ROME, Vendredi 30 avril 2010 (ZENIT.org) – La tension qui prévaut au Soudan au lendemain des élections tourne à la violence et fait craindre un vrai génocide.
Cette mise en garde vient de l’évêque de Tombura-Yambio, dans le sud du pays, Mgr Edouard Hiiboro Kussala qui a fait part de ses craintes à l’association internationale Aide à l’Eglise en détresse (AED), affirmant que la frustration des citoyens s’est amplifiée après les accusations de fraudes durant les premières consultations électorales pluripartites du pays depuis presque 25 ans.

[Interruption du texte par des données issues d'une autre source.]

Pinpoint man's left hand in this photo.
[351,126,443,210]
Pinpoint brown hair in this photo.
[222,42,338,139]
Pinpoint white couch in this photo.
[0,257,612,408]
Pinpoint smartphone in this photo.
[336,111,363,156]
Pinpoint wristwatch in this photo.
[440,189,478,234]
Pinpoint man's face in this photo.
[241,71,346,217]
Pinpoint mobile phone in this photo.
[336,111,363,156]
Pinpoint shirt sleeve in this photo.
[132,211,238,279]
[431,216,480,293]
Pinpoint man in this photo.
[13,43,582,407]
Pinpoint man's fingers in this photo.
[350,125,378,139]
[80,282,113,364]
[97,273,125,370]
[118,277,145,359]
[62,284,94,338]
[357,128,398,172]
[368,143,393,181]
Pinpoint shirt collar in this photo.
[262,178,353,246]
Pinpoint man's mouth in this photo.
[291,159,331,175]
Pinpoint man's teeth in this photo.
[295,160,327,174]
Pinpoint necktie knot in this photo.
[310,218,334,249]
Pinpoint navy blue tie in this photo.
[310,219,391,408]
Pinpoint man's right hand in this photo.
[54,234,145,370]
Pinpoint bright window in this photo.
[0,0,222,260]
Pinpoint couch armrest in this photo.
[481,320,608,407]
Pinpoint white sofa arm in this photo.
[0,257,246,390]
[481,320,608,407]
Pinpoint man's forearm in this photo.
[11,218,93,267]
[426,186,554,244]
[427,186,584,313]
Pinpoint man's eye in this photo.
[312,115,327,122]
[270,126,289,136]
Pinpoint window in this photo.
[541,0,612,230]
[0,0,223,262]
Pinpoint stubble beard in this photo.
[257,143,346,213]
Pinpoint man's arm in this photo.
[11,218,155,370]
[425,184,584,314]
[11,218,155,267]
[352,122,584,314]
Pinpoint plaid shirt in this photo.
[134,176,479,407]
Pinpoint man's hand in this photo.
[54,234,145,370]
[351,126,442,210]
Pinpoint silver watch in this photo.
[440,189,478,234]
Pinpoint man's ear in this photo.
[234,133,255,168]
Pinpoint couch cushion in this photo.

Les élections, qui ont eu lieu du 11 au 15 avril, ont conduit à la victoire le National Congress Party du président Omar al Bashir, actuellement au pouvoir, du vice-président Salva Kiir et du Sudan People’s Liberation Movement (SPLM).
Le tout entre comptes-rendus d’intimidations des votants, fraudes, confusion dans les fiches électorales et infractions à la privacy des électeurs dans les cabines électorales.
Maintenant, rapporte l’AED, on apprend que le feu a été donné à un camion qui transportait les fiches électorales dans la région même de l’évêque, dans l’Etat de l’Equateur occidental.
« Les résultats des élections peuvent déclencher de sérieuses violences », a commenté Mgr Edouard Hiiboro Kussala.
« La violence peut être comparée à rien de moins qu’un génocide, car on sent une animosité enracinée dans le cœur de nombreuses personnes appartenant à divers groupes ethniques au sud » du pays.
L’évêque a mis en garde contre une croissance du ressentiment populaire pour des questions irrésolues comme le litige à propos des frontières entre le nord et le sud du Soudan, à propos de la région d’Abyei, riche en pétrole.
« Tant que cette crise ne sera pas gérée de manière constructive, la possibilité que toute une nation tombe au fond du gouffre est un scénario possible », a-t-il souligné.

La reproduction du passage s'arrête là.